The Bucharest Biennale International Advisory Board for Curators Appointment met in Berlin on July 14, 2014 and awarded the curatorship for the 7th Bucharest Biennale unanimously to Niels Van Tomme (BE).
The Bucharest Biennale is interested in exploring links between creative practice and social progress, as well as correspondences between local and global contexts. Now in its tenth year, the Biennale continues to build a strong partnership between Bucharest—a geocultural space where the political is reflected in all aspects of life—and the rest of the World. In transcending specific geographical, historical, or political frameworks, it connects to a broader complexity, namely the one of “resistance” within the quotidian realm.
As a biannual cultural event, BB’s temporary structure allows a deconstruction of the systems supporting and underlying what has been called the “experience economy”. The Bucharest Biennale goes beyond merely orchestrating memorable “events” that aim for prescribed notions of customizable transformation, which are characteristic of this economic model and importantly reflected in the global biennial format as well. Instead, the Biennale offers a platform to analyse, and potentially redirect, current social, political and economic imaginaries. It intends to make visible the power structures supporting such spheres of control, addressing the ways in which they are organized and coordinated, as well as implemented across broad segments of society. The Biennale is an attempt to turn these scripted “experiences” upside down, to re-think and re-imagine processes of domination, while positioning the city of Bucharest as a field of cultural action and exchange.
With its innovative model refined throughout the previous six editions, the Bucharest Biennale is now regarded as one of the most vital biennials in Europe, holding a widely respected position within the international art scene.
For BB7, curator Niels Van Tomme is interested in exploring the unique position Romania—and more specifically: Bucharest—holds within a vastly expanding global network of standardized, economic exchanges. In exploring these structures, he aims to complicate notions of marginality and isolatedness historically assigned to Romania and the broader Eastern European region. Van Tomme states: “As our collective desire for change seems to be replaced by capitalist illusions such as individual choice and the relentless arrival of the new, what can we learn from considering such developments from the distinguishing perspective of Bucharest? Does it merely represent one of many connecting points in the ever-expanding economic infrastructures it inevitably cannot escape? Or, to the contrary, does it truly signify a site of ‘resistance’ and ‘action’, as the Biennale sets forth to explore?”

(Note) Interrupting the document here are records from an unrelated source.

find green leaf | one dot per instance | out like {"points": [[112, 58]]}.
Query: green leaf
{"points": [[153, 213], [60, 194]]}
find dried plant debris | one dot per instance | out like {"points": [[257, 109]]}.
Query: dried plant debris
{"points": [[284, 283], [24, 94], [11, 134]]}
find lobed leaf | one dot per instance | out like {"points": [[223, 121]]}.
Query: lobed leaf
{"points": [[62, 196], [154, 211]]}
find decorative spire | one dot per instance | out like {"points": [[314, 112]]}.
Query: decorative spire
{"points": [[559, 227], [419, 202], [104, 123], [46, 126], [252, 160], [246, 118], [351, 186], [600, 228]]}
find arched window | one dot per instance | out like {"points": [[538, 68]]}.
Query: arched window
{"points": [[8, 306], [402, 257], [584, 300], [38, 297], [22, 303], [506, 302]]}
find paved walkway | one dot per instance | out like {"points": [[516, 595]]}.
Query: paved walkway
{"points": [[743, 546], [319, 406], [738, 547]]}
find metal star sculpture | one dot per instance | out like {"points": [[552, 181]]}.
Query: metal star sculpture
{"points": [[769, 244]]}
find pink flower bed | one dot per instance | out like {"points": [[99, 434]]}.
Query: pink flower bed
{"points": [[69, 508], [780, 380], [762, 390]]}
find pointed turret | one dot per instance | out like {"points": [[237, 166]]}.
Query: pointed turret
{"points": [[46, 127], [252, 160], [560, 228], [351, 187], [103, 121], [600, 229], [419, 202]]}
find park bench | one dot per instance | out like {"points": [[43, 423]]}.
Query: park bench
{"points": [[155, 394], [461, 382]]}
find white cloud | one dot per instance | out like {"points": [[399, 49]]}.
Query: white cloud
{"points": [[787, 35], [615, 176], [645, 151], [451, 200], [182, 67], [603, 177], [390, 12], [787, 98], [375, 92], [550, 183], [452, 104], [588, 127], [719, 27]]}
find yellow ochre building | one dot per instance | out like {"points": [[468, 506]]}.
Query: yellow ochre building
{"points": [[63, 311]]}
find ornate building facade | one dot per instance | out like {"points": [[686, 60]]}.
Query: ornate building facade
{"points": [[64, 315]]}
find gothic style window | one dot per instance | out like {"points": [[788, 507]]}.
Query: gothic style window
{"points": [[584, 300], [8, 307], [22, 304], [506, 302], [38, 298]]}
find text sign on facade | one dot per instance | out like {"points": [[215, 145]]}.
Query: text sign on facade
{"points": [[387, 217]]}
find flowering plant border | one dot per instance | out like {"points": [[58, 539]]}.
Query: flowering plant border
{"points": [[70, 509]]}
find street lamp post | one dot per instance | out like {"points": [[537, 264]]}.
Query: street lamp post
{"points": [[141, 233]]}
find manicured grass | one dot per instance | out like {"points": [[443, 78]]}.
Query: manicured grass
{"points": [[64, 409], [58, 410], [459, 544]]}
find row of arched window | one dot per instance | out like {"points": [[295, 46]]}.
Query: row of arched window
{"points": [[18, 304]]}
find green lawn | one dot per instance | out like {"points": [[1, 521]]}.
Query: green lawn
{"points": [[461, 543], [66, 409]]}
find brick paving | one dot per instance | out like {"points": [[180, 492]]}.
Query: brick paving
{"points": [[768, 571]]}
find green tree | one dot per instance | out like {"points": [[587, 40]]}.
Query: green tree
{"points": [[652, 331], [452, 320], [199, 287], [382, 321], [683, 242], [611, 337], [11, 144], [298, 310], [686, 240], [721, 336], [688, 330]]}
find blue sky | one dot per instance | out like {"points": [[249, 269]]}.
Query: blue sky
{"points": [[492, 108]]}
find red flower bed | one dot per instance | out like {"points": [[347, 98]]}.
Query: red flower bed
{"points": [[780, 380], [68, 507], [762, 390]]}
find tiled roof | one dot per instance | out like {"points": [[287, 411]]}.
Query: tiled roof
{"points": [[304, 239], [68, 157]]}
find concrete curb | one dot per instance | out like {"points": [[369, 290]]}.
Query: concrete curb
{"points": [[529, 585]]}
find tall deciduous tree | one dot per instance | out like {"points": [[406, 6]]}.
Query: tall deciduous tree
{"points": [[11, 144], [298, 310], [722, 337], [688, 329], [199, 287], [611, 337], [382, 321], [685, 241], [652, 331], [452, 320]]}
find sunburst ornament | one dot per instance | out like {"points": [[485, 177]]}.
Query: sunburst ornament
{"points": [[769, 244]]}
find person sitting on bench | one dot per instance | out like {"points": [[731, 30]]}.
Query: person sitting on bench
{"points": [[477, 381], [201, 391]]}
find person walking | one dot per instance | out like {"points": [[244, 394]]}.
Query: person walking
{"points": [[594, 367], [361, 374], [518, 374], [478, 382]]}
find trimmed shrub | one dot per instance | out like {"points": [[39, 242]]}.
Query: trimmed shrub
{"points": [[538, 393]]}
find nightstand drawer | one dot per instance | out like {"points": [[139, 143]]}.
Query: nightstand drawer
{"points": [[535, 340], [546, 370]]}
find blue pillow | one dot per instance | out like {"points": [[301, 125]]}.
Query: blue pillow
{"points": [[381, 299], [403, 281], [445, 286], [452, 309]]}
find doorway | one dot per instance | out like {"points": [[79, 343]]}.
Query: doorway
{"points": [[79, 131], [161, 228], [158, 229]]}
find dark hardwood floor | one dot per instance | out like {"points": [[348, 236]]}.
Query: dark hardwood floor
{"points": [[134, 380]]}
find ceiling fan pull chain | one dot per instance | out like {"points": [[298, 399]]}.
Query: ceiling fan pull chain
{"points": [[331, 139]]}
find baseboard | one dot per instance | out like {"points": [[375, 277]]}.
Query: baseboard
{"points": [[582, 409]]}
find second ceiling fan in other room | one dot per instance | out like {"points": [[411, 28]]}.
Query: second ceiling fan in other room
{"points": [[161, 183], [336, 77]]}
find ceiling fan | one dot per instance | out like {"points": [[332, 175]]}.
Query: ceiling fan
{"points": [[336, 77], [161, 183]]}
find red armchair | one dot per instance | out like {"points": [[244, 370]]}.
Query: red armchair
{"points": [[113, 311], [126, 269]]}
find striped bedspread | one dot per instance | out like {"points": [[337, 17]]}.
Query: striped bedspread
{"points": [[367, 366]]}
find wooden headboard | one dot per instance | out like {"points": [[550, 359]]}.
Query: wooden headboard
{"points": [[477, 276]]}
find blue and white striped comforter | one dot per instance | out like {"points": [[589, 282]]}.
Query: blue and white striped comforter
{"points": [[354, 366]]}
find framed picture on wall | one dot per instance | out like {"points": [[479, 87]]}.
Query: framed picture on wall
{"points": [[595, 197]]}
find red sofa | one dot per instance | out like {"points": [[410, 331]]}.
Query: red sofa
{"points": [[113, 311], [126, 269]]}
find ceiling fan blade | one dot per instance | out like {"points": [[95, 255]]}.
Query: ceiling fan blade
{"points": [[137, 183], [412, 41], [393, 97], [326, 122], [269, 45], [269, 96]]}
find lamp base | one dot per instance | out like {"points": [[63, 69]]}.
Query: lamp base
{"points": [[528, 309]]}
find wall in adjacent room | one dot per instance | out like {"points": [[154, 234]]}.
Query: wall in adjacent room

Niels Van Tomme (BE, 1977) is a New York-based curator, researcher, and critic working on the intersections of contemporary culture, politics, and aesthetics. He holds an M.A. in Cultural Studies from the University of Leuven, Belgium. Currently associated with the Center for Art, Design and Visual Culture at UMBC in Baltimore, he merges academic research with accessible, and often confrontational exhibition making. His exhibitions and public programs are shown at venues such as The Kitchen (New York), Värmlands Museum (Karlstad), National Gallery of Art (Washington, DC), Contemporary Arts Center (New Orleans), Gallery 400 (Chicago), and Akademie der Künste (Berlin). His most recent exhibition project Visibility Machines: Harun Farocki and Trevor Paglen opened at the Center for Art, Design and Visual Culture in late 2013 and is currently touring internationally, while an edited volume is available through D.A.P., Distributed Art Publishers. His curatorial endeavours have received grant awards from The Andy Warhol Foundation for the Visual Arts, The Elizabeth Firestone Graham Foundation, Lambent Foundation, and The Nathan Cummings Foundation, as well as critical press in publications such as Afterall, Artforum, Art in America, Afterimage, and The Wall Street Journal. Van Tomme is a Contributing Editor at Art Papers magazine, while his writings in a wide variety of publications explore contemporary art, literature, and music in relationship to broader societal and cultural developments. His latest book, Aesthetic Justice, Intersecting Artistic and Moral Perspectives, co-edited with Pascal Gielen, is forthcoming as part of the Antennae Series, Arts in Society by Valiz, Amsterdam.